I personally would not risk it because you can get away with it. I could rob a random person on the street and more than likely get away with it, but is it the right thing to do? Piss poor example, but you get the point right?!


----------



## Splash&Dash (Oct 16, 2012)

Brian317 said:


> I personally would not risk it because you can get away with it. I could rob a random person on the street and more than likely get away with it, but is it the right thing to do? Piss poor example, but you get the point right?!


it's exactly the one I was getting at


----------



## ZookeeperDoug (Jun 5, 2011)

Splash&Dash said:


> that you're unlikely to get caught and even more unlikely to be prosecuted


Why even mention this. Don't you see that you're going to give some people the idea that aw, it's no big deal, I probably won't get caught and if I do, I probably won't get prosecuted? This kind of statement is just irresponsible. We have a responsibility to advocate for responsible shipping practices that following the law no matter how unlikely a negative outcome might be.



> that your previous reaction was overstating the chances of being caught and prosecuted


Actually, my previous mention made no statement whatsoever about the chances of being caught or prosecuted. Never mentioned either of those things.



> no one endorsed breaking the law. I just thought you were overselling the potential risks.


No did I say that they did. Stop creating straw men. Fear mongering, swat teams, you're being ridiculous. 

I did point out however, that their suggestion of how to ship, was a violation of the law .



> So relax


Way to try to patronize me. /facepalm


----------



## Splash&Dash (Oct 16, 2012)

ZookeeperDoug said:


> Why even mention this.


because it's the truth and likely reflects the experience of most people in the herp and fish hobby. So when you make it sound like a crime you're likely to get nabbed for, you out yourself as an unreliable source that people won't listen to.

It's like how marijuana became a gateway drug to people overasserting the potential dangers




> Don't you see that you're going to give some people the idea that aw, it's no big deal, I probably won't get caught and if I do, I probably won't get prosecuted?


No, I really don't, and I am unsure why I should assume everyone else is too stupid to reach the same logical conclusion I did



> This kind of statement is just irresponsible.


I think misrepresenting data, due to perceived fears, is irresponsible




> We have a responsibility to advocate for responsible shipping practices that following the law no matter how unlikely a negative outcome might be.

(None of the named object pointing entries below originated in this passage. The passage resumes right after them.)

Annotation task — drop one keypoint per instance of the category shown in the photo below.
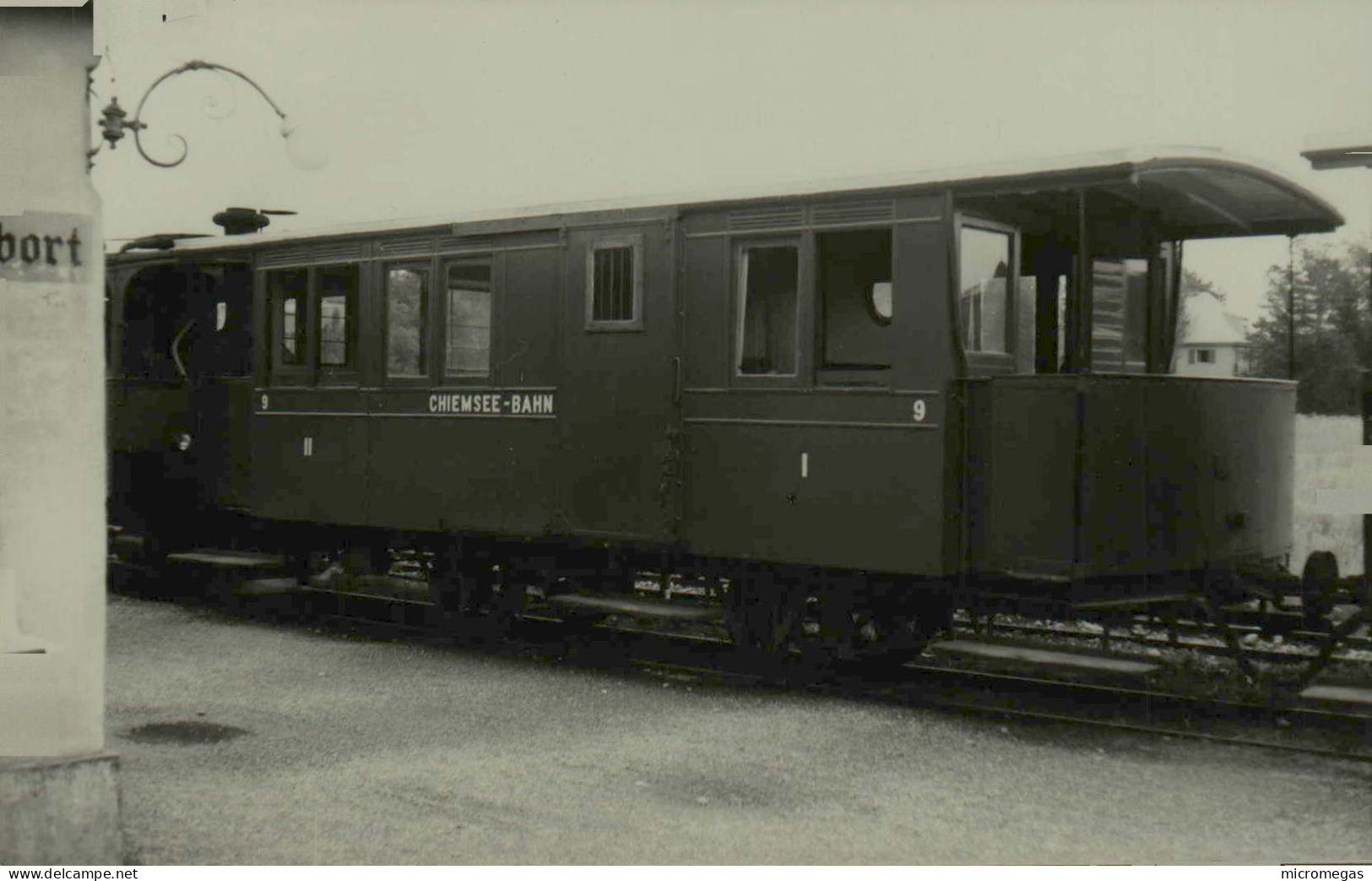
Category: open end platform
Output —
(1339, 694)
(228, 559)
(637, 606)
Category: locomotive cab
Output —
(180, 354)
(1087, 470)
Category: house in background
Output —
(1212, 342)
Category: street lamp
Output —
(114, 121)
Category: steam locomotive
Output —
(847, 411)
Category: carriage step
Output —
(1339, 694)
(125, 541)
(575, 603)
(1044, 658)
(228, 559)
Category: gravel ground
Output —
(379, 753)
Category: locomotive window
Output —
(406, 298)
(856, 299)
(289, 288)
(468, 347)
(987, 272)
(338, 294)
(768, 277)
(615, 285)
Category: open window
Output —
(615, 285)
(313, 320)
(338, 318)
(856, 307)
(468, 318)
(289, 303)
(768, 281)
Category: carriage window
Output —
(615, 285)
(987, 269)
(856, 299)
(406, 298)
(468, 347)
(289, 288)
(768, 277)
(338, 294)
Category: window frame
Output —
(847, 375)
(289, 373)
(349, 373)
(803, 373)
(601, 325)
(979, 360)
(467, 379)
(427, 266)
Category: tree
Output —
(1332, 296)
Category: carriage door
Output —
(616, 405)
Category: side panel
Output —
(616, 406)
(1022, 446)
(860, 487)
(469, 454)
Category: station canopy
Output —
(1187, 193)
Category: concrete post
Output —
(58, 786)
(1367, 518)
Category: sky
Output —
(424, 107)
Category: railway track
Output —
(1294, 648)
(928, 681)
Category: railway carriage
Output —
(849, 408)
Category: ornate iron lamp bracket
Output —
(114, 120)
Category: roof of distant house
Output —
(1207, 323)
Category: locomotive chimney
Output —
(239, 221)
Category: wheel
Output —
(1319, 578)
(461, 592)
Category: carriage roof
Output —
(1187, 193)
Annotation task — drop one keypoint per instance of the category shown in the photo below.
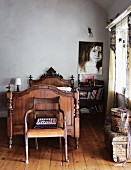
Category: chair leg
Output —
(66, 150)
(26, 149)
(36, 143)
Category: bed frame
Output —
(46, 86)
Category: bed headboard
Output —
(52, 78)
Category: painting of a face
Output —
(90, 58)
(96, 54)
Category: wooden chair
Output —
(46, 107)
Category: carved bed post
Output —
(10, 112)
(72, 81)
(30, 80)
(77, 118)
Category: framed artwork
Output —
(90, 58)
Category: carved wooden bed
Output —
(46, 86)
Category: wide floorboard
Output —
(91, 154)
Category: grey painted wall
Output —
(35, 35)
(118, 7)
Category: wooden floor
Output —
(91, 154)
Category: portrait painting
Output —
(90, 58)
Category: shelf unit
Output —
(91, 97)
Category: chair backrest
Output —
(47, 104)
(47, 107)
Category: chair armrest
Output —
(26, 115)
(64, 119)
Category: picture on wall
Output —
(90, 58)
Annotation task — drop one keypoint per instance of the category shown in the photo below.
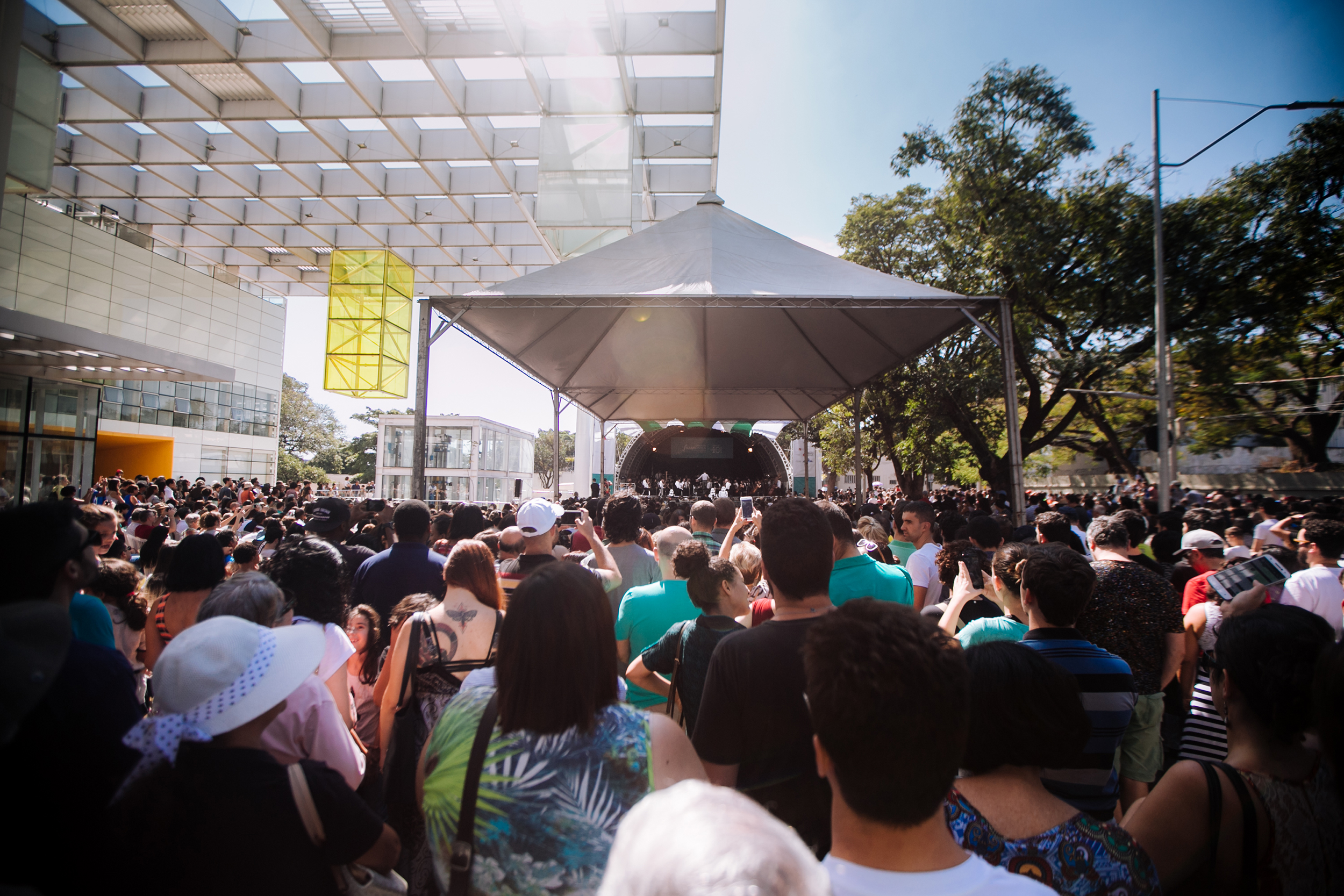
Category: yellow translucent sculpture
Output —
(369, 324)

Right, and I was able to do so without being misleading




> Way to try to patronize me. /facepalm


My intent was to tell you to relax, not patronize you. Because you seem to have a habit of overreacting to things.


----------



## Rusty_Shackleford (Sep 2, 2010)

Splash&Dash said:


> though exceedingly unlikely that a violator would be caught, I agree the potential risks are not worth the exceedingly small gain. Which is why I pointed out such was 1) something I wasn't interested in doing and 2) illegal under federal law.
> 
> So you don't need to push the point by acting like an international swat team swoops in every time a mislabeled frog is found in the mail
> 
> The truth serves as enough of a deterrent that no one needs to fear monger


How do you know? Your vast years of experience in the frog hobby? 
Anyone being caught once is one more time than absolutely necessary. 
The penalty is stiff, for a reason. To keep people from doing it. Who knows how many people actually get caught, it's not like it's worthy of being broadcast on the 6 o'clock news. 
What do you think of F&W agents attending reptile swaps?
What do you think of the recent news story about FL F&W busting over 30 people statewide for selling animals (herps) via Craigslist without the appropriate permits?


----------



## Splash&Dash (Oct 16, 2012)

Rusty_Shackleford said:


> How do you know? Your vast years of experience in the frog hobby?


Because anyone in the hobby has likely violated the lacey act numerous times already out of simple ignorance, and proper labeling is exceedingly rare. Even with commercial sellers




> Anyone being caught once is one more time than absolutely necessary.


I agree




> The penalty is stiff, for a reason. To keep people from doing it. Who knows how many people actually get caught, it's not like it's worthy of being broadcast on the 6 o'clock news.


No, but I have never heard of anyone being busted and have a number of relations in the herp hobby. 




> What do you think of F&W agents attending reptile swaps?


You mean the thing that is readily talked about within the hobby?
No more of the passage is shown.